Now, I actually don’t have a problem with attribution. If I use work someone else wrote I’ll happily acknowledge them. But copyright and plagiarism are not the same thing. One, as I said, is a government entitlement. The other is a form of fraud. But since I’ve already rejected ND, NC, and SA, BY is the only clause left, and I would prefer not to claim copyright at all rather than claim it only to turn around and disclaim every part of it other than the bit that shouldn’t require it in the first place. What I prefer to attribution as part of a license is a cultural norm of attribution, and within higher education I believe that cultural norm already exists, making a license that only consists of BY unnecessary.

Zero Is My Hero (CC0)

So why am I so enthusiastic about Creative Commons if I don’t use licenses that contain any of their legal clauses? For starters, because I cheerfully acknowledge that while I’m over on the radical end of the free culture movement, that doesn’t mean the bulk of that movement isn’t also doing great work moving society away from the notion that “all rights reserved” is the only approach to consider.

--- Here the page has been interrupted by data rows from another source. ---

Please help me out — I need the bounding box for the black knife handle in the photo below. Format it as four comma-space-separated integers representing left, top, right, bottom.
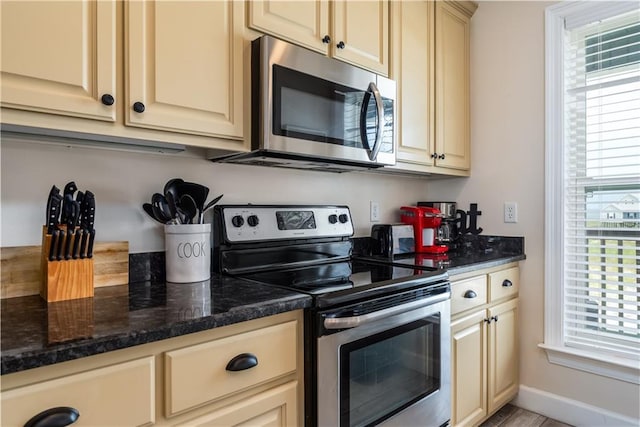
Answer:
56, 230, 66, 261
79, 229, 89, 259
48, 230, 59, 262
63, 229, 75, 260
87, 229, 96, 259
72, 230, 83, 260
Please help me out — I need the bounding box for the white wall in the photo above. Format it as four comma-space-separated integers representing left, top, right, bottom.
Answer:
0, 138, 430, 252
426, 0, 639, 420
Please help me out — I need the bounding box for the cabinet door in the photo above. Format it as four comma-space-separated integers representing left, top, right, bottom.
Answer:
392, 0, 435, 165
1, 357, 155, 427
126, 0, 243, 139
175, 381, 298, 427
487, 298, 519, 413
451, 310, 487, 427
0, 0, 116, 121
435, 1, 471, 170
248, 0, 329, 54
332, 0, 389, 75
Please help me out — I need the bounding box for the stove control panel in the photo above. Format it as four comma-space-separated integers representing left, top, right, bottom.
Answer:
219, 205, 354, 243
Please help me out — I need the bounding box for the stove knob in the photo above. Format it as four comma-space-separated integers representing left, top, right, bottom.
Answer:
247, 215, 259, 227
338, 214, 349, 224
231, 215, 244, 227
328, 214, 338, 224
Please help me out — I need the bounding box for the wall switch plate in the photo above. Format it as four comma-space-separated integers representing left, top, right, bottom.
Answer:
504, 202, 518, 223
370, 201, 380, 222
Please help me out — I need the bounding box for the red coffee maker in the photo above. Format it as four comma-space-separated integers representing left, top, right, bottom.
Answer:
400, 206, 448, 254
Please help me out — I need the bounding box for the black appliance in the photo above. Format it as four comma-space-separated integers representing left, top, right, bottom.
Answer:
213, 205, 451, 427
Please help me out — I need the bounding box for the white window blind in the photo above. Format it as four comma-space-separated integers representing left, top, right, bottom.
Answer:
563, 8, 640, 359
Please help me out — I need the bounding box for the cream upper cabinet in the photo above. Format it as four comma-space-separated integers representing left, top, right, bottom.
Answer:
389, 0, 475, 177
0, 0, 117, 122
247, 0, 389, 76
0, 0, 247, 152
391, 0, 435, 166
331, 0, 389, 75
248, 0, 329, 54
450, 264, 520, 427
435, 1, 472, 170
126, 0, 243, 138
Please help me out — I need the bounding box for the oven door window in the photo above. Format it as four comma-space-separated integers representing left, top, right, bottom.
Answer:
272, 65, 393, 154
339, 315, 441, 427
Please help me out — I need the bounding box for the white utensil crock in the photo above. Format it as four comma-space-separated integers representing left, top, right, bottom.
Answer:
164, 223, 211, 283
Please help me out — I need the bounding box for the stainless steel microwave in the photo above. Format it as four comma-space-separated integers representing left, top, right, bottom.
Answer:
210, 36, 396, 172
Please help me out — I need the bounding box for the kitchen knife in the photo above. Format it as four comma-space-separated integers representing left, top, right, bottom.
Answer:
79, 191, 95, 259
71, 191, 85, 259
45, 185, 61, 233
62, 194, 80, 260
60, 181, 77, 223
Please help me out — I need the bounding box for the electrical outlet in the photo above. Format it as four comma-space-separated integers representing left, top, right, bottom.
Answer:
370, 201, 380, 222
504, 202, 518, 223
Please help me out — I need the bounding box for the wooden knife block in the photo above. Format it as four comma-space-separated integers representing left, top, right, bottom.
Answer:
40, 226, 94, 302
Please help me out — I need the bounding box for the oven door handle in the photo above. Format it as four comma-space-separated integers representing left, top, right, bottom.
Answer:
323, 292, 450, 330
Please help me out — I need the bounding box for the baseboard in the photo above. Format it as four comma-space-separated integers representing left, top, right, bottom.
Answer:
513, 385, 639, 426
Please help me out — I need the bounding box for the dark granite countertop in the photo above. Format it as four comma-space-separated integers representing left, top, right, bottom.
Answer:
1, 274, 312, 375
1, 235, 524, 376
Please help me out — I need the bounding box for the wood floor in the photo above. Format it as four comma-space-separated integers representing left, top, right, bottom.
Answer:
480, 404, 573, 427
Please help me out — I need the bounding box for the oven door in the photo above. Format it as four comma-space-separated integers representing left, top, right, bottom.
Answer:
316, 296, 451, 427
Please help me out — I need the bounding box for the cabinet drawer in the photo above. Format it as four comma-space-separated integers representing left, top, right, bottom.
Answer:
489, 267, 519, 302
165, 320, 298, 416
451, 275, 488, 315
1, 357, 155, 427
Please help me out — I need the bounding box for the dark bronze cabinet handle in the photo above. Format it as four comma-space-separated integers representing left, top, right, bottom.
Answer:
463, 290, 477, 299
225, 353, 258, 371
484, 318, 491, 323
431, 153, 438, 159
502, 279, 513, 287
100, 94, 114, 106
337, 41, 345, 49
491, 315, 499, 322
132, 102, 145, 113
322, 35, 331, 44
438, 154, 446, 160
24, 407, 79, 427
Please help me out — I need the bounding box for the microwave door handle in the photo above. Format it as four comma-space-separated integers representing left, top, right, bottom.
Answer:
358, 82, 384, 161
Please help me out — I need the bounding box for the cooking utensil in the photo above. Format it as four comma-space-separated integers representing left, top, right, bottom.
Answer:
179, 194, 198, 224
152, 193, 173, 224
143, 203, 165, 224
200, 194, 224, 222
46, 188, 63, 262
178, 182, 209, 221
79, 191, 96, 259
163, 178, 184, 203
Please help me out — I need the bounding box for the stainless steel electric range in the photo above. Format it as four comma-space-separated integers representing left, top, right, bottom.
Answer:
213, 205, 451, 427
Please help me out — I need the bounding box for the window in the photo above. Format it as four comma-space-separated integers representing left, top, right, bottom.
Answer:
544, 2, 640, 383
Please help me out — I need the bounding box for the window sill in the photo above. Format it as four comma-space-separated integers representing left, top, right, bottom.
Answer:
539, 343, 640, 384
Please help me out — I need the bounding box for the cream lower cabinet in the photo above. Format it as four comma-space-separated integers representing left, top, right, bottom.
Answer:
248, 0, 389, 76
0, 0, 246, 151
389, 0, 475, 177
450, 265, 520, 427
0, 311, 303, 427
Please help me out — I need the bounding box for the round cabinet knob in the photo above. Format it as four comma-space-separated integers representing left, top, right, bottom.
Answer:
438, 154, 446, 160
247, 215, 259, 227
322, 35, 331, 44
431, 153, 438, 159
231, 215, 244, 227
338, 214, 349, 224
328, 214, 338, 224
133, 101, 146, 113
337, 41, 345, 49
101, 94, 114, 106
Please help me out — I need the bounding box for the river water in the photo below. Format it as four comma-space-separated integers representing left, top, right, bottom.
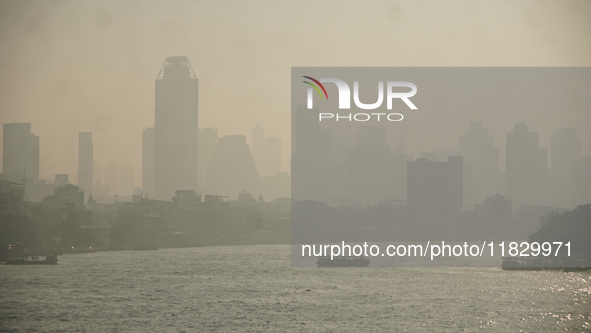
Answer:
1, 244, 590, 332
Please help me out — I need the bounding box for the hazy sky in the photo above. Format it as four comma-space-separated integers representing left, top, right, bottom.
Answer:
1, 0, 590, 183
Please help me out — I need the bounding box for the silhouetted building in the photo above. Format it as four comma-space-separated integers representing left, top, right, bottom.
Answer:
459, 122, 500, 207
550, 128, 581, 208
55, 174, 69, 185
2, 122, 39, 182
389, 144, 413, 201
426, 149, 472, 212
291, 105, 331, 203
407, 156, 463, 219
0, 180, 25, 214
506, 123, 547, 209
206, 135, 259, 200
574, 155, 591, 206
172, 190, 201, 210
155, 56, 199, 200
42, 183, 84, 210
473, 194, 512, 218
78, 132, 93, 200
470, 194, 513, 239
198, 127, 218, 193
142, 127, 155, 198
20, 179, 56, 203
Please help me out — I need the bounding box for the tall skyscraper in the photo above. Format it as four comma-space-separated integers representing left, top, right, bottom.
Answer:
506, 123, 547, 209
154, 56, 199, 200
2, 122, 39, 183
389, 143, 413, 201
142, 127, 155, 198
574, 155, 591, 206
78, 132, 93, 200
459, 122, 500, 207
291, 105, 331, 203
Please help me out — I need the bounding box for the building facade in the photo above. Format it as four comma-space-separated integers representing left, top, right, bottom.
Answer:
154, 56, 199, 200
78, 132, 93, 200
2, 122, 39, 182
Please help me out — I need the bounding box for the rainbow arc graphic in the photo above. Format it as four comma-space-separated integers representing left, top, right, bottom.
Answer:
302, 76, 329, 100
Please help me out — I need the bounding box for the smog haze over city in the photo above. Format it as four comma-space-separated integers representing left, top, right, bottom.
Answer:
1, 1, 591, 183
1, 1, 591, 332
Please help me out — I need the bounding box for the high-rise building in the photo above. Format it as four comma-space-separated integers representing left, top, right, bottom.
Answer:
142, 127, 155, 198
506, 123, 547, 209
206, 135, 259, 199
291, 105, 331, 203
459, 122, 501, 208
2, 122, 39, 182
0, 180, 25, 214
574, 155, 591, 206
78, 132, 93, 200
198, 127, 218, 193
407, 156, 464, 218
154, 56, 199, 201
433, 148, 472, 212
389, 144, 413, 201
42, 183, 84, 210
550, 128, 581, 208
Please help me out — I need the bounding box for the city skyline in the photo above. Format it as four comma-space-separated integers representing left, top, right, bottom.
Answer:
1, 1, 590, 182
1, 2, 590, 332
2, 111, 591, 211
1, 117, 588, 208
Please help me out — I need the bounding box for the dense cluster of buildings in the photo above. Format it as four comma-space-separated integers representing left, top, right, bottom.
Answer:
292, 105, 591, 239
0, 56, 289, 250
1, 56, 590, 248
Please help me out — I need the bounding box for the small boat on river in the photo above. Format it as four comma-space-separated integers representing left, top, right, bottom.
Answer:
4, 253, 59, 265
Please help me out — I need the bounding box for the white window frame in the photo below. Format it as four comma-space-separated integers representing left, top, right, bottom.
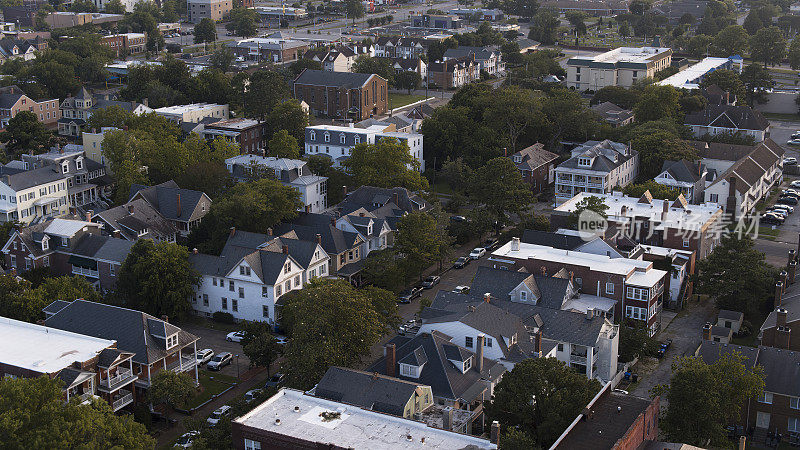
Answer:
605, 282, 614, 294
758, 392, 773, 404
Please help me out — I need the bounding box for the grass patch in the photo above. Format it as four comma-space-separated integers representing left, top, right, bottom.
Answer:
388, 93, 426, 109
182, 315, 240, 333
762, 112, 800, 122
731, 332, 760, 347
185, 371, 238, 410
758, 226, 780, 240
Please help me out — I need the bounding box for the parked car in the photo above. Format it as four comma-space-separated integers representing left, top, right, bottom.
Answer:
768, 209, 788, 219
195, 348, 214, 365
452, 285, 470, 294
782, 189, 800, 197
225, 331, 246, 342
207, 405, 231, 426
790, 180, 800, 189
174, 430, 200, 448
469, 247, 486, 259
265, 372, 285, 388
482, 238, 499, 250
207, 352, 233, 371
421, 275, 440, 289
453, 256, 470, 269
784, 157, 798, 165
772, 204, 794, 214
397, 286, 423, 303
244, 389, 263, 403
761, 214, 784, 225
778, 196, 800, 205
449, 215, 467, 223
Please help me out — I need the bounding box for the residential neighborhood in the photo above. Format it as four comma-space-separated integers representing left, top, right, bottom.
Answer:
3, 0, 800, 448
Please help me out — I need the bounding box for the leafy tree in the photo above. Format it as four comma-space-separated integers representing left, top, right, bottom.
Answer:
266, 100, 308, 143
618, 325, 660, 362
344, 0, 364, 23
679, 13, 695, 25
241, 70, 290, 121
395, 211, 451, 277
469, 157, 534, 225
654, 352, 765, 446
789, 37, 800, 70
565, 11, 587, 36
695, 235, 778, 320
528, 8, 559, 45
629, 0, 649, 14
267, 129, 300, 159
35, 276, 103, 304
0, 275, 42, 322
591, 85, 640, 109
499, 0, 538, 18
0, 376, 154, 448
69, 0, 97, 12
486, 358, 602, 447
192, 68, 234, 105
699, 68, 746, 104
623, 180, 680, 200
194, 18, 217, 44
568, 195, 610, 229
631, 131, 697, 179
618, 20, 631, 37
686, 34, 713, 58
210, 47, 235, 72
361, 248, 407, 291
713, 25, 749, 57
280, 279, 387, 389
343, 138, 428, 191
541, 89, 600, 148
226, 7, 259, 37
743, 10, 763, 34
289, 58, 322, 76
116, 240, 200, 320
750, 26, 787, 67
0, 111, 51, 158
420, 105, 502, 169
360, 285, 401, 330
175, 161, 233, 198
148, 371, 195, 410
394, 71, 421, 94
352, 56, 395, 84
243, 332, 282, 375
633, 85, 681, 123
483, 86, 542, 152
440, 157, 475, 192
104, 0, 126, 13
740, 63, 774, 105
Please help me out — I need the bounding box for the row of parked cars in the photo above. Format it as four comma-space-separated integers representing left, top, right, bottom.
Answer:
762, 181, 800, 225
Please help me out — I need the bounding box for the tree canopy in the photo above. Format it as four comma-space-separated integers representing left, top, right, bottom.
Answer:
149, 370, 195, 410
343, 138, 428, 191
0, 111, 51, 158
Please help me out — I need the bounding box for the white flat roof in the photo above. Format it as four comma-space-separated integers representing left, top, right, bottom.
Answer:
555, 192, 722, 231
562, 294, 617, 314
657, 57, 732, 89
491, 241, 665, 286
235, 388, 496, 449
0, 316, 114, 374
44, 218, 100, 237
154, 103, 226, 114
572, 47, 671, 64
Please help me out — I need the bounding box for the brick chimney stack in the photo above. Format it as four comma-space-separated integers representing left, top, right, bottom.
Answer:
316, 233, 322, 244
702, 322, 712, 340
490, 421, 500, 446
477, 334, 484, 373
267, 227, 273, 236
282, 244, 289, 254
790, 261, 798, 284
777, 308, 788, 327
385, 343, 396, 377
176, 193, 181, 218
230, 226, 236, 238
776, 281, 784, 308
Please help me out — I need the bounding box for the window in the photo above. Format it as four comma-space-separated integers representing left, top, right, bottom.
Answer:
76, 158, 83, 170
229, 280, 234, 292
276, 285, 282, 296
285, 280, 291, 292
557, 343, 564, 352
485, 337, 492, 347
790, 418, 800, 433
213, 278, 217, 286
520, 291, 527, 301
606, 282, 614, 294
232, 299, 238, 312
203, 294, 209, 306
792, 397, 800, 410
220, 279, 224, 287
262, 286, 268, 297
221, 298, 228, 310
294, 275, 300, 287
240, 266, 251, 276
284, 262, 291, 274
682, 239, 690, 248
110, 264, 116, 276
626, 305, 648, 320
709, 193, 719, 203
238, 287, 244, 298
262, 305, 269, 318
626, 286, 649, 301
339, 133, 345, 144
465, 337, 473, 348
758, 392, 773, 404
324, 132, 330, 143
244, 439, 261, 450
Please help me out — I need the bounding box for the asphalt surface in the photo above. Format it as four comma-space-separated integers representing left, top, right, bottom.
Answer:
180, 322, 252, 378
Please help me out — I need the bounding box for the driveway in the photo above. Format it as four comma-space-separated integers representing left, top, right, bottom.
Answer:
631, 300, 716, 402
180, 323, 252, 378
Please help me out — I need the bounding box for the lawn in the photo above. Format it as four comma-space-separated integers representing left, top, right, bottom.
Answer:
185, 371, 238, 410
388, 93, 426, 109
182, 315, 240, 333
757, 226, 780, 241
763, 112, 800, 122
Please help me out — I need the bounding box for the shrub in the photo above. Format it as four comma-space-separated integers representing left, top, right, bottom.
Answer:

But also, when they were designing licenses, they didn’t leave people like me out. In addition to their suite of various licenses, they also designed the CC0 waiver, a way of disclaiming copyright to the maximum extent possible in as many jurisdictions as possible, thereby effectively placing it into the public domain, where I want my content to go. I am very grateful for their work to make that an option for me, and for those who are on the fence, I can report from here that I have never suffered any deleterious outcome from having chosen this path over any of the “some rights reserved” alternatives.